Aujourd’hui, afin de m’excuser de ma faible présence ces derniers temps, je vous ai concocté un article sur des fleurs bien connues : les orchidées car non, ces plantes ne se résument pas aux espèces cultivées que l’on achète, été comme hiver, dans les jardineries. A l’état naturel, cette plante est même celle qui comporte le plus grand nombre d’espèces dans le monde. On estime en effet qu’il y en a entre 25000 et 30000, dont quelques 160 sont présentes en France et fleurissent pour notre plus grand plaisir du printemps à l’automne.

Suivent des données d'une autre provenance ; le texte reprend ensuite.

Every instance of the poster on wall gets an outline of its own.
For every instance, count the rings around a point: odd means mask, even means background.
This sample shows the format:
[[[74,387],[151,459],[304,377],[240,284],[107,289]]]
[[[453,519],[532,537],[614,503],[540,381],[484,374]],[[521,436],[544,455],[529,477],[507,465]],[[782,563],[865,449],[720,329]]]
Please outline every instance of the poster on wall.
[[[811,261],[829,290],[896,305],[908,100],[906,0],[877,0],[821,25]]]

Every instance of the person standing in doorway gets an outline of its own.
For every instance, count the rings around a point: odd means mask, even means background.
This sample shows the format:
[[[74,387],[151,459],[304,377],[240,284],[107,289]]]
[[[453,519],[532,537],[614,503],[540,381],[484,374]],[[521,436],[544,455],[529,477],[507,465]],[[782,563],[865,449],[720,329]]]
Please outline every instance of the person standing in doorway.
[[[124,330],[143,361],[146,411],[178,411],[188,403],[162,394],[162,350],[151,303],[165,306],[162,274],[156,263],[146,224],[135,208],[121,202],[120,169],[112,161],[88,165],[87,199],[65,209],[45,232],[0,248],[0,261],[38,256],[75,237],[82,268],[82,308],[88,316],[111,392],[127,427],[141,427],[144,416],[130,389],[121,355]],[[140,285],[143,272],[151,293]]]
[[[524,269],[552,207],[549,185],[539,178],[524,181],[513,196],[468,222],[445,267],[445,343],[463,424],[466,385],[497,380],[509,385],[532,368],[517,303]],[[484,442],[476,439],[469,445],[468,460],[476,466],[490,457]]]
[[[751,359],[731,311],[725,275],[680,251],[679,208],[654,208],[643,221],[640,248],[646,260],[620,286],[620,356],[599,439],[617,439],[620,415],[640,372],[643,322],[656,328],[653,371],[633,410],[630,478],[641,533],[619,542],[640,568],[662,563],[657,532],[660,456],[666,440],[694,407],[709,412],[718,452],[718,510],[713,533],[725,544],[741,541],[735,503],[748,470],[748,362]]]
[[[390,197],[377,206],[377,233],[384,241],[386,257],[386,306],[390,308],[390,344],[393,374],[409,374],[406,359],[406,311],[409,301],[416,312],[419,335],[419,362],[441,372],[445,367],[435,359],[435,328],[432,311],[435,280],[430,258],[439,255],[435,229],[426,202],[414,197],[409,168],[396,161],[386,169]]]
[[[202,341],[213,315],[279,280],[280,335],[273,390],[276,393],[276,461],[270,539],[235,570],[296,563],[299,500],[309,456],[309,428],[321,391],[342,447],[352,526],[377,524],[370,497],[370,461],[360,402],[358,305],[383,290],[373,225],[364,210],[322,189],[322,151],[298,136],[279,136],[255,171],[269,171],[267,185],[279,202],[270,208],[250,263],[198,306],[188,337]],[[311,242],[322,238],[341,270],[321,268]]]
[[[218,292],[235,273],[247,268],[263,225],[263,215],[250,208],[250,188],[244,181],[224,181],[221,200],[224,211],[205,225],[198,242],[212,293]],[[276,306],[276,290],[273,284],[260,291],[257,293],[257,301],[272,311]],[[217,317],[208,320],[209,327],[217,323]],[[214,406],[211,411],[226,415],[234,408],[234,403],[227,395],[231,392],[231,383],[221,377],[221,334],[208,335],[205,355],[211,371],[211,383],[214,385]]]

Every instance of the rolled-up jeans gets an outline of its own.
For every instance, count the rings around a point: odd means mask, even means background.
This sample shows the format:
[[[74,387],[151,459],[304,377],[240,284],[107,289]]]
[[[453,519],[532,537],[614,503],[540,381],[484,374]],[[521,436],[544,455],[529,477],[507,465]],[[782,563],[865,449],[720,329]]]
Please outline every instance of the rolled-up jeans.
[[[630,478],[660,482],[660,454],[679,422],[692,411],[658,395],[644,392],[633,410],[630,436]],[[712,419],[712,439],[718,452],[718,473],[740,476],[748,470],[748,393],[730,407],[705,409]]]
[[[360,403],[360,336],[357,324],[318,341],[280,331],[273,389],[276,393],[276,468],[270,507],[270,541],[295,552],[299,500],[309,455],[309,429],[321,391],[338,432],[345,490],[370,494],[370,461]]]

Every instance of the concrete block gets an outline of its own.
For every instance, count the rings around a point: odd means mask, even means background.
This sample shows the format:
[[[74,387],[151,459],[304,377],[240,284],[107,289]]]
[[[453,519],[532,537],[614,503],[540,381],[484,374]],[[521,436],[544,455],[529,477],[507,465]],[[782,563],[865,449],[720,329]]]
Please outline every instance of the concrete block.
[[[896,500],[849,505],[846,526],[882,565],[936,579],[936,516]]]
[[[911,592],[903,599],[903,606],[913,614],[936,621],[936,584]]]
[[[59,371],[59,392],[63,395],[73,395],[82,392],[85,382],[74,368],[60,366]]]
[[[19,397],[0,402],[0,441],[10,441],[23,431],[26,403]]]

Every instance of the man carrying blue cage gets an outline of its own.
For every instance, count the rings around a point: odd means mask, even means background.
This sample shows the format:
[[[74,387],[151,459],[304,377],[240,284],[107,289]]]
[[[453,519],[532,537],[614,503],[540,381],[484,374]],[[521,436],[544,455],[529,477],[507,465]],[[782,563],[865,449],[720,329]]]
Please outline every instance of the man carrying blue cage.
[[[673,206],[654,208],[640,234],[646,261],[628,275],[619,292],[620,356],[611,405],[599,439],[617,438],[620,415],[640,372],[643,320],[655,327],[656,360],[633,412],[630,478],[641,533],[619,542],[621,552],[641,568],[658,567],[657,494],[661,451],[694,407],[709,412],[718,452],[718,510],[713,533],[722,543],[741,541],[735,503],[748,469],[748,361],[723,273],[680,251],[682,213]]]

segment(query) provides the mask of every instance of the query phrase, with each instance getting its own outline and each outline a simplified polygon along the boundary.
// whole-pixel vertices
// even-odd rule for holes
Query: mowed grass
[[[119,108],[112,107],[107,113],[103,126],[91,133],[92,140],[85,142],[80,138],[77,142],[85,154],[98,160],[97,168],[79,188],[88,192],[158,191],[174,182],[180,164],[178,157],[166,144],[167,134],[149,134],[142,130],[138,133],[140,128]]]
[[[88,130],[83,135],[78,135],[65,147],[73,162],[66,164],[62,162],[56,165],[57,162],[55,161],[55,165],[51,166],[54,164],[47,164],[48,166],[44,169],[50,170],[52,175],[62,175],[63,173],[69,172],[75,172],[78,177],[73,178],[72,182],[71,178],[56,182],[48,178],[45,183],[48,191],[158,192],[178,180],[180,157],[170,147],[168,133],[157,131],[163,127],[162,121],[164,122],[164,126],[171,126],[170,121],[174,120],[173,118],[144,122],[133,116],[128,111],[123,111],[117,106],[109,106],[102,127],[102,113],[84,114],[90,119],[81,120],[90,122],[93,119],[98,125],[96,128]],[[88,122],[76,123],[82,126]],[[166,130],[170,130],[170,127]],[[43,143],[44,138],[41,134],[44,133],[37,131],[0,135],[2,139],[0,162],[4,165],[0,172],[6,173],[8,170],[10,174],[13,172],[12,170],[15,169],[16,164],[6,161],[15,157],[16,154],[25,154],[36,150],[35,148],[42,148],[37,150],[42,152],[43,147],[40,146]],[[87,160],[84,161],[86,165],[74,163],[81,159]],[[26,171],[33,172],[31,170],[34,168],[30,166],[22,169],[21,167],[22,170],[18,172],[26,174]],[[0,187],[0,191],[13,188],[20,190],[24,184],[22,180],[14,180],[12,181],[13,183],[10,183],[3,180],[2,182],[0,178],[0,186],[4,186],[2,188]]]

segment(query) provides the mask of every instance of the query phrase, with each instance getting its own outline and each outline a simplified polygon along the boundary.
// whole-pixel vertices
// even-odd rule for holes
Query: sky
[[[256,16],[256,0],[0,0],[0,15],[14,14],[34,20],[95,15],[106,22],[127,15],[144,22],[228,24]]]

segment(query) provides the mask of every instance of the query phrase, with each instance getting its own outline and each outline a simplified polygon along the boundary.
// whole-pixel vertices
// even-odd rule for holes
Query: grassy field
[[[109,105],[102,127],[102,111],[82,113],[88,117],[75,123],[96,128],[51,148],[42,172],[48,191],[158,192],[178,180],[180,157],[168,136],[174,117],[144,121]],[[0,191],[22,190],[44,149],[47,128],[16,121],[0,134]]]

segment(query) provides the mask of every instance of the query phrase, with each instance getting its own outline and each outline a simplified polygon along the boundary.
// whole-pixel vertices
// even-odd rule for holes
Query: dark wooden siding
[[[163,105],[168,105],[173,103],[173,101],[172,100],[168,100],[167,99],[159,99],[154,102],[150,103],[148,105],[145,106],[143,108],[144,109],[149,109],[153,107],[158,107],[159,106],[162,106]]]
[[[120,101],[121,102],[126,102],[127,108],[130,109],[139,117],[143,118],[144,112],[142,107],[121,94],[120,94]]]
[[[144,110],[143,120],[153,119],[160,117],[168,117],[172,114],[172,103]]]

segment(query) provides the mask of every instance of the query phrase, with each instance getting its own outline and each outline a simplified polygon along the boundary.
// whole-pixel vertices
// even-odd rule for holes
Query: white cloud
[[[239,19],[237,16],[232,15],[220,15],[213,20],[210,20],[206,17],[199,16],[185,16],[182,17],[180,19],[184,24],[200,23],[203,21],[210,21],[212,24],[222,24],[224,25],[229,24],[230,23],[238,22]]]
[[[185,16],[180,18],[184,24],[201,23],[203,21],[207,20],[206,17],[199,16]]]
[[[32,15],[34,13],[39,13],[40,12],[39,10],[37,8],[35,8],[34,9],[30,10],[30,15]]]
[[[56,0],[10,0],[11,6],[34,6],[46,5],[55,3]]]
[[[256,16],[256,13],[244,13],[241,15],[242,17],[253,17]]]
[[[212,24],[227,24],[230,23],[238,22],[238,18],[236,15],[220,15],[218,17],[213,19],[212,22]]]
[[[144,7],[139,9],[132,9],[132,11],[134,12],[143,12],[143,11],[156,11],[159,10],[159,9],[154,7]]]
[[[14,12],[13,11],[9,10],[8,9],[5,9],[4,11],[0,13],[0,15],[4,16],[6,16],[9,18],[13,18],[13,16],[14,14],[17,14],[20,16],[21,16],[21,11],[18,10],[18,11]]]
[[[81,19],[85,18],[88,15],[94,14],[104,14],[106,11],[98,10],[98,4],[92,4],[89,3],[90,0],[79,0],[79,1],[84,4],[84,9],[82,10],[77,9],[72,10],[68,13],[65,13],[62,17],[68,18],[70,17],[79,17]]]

Mais attention, car même si elles sont très belles et que la tentation de les cueillir est grande, sachez que toutes ces espèces sont intégralement protégées alors, si vous en croisez, laissez les en terre et profitez en pour faire de beaux clichés. Et même si votre côté rebelle vous démange, n’essayez pas de vous en faire un bouquet car les fleurs faneraient dans la demi-heure suivante. Eh oui, malgré leur apparence robuste, les orchidées sont des fleurs bien fragiles.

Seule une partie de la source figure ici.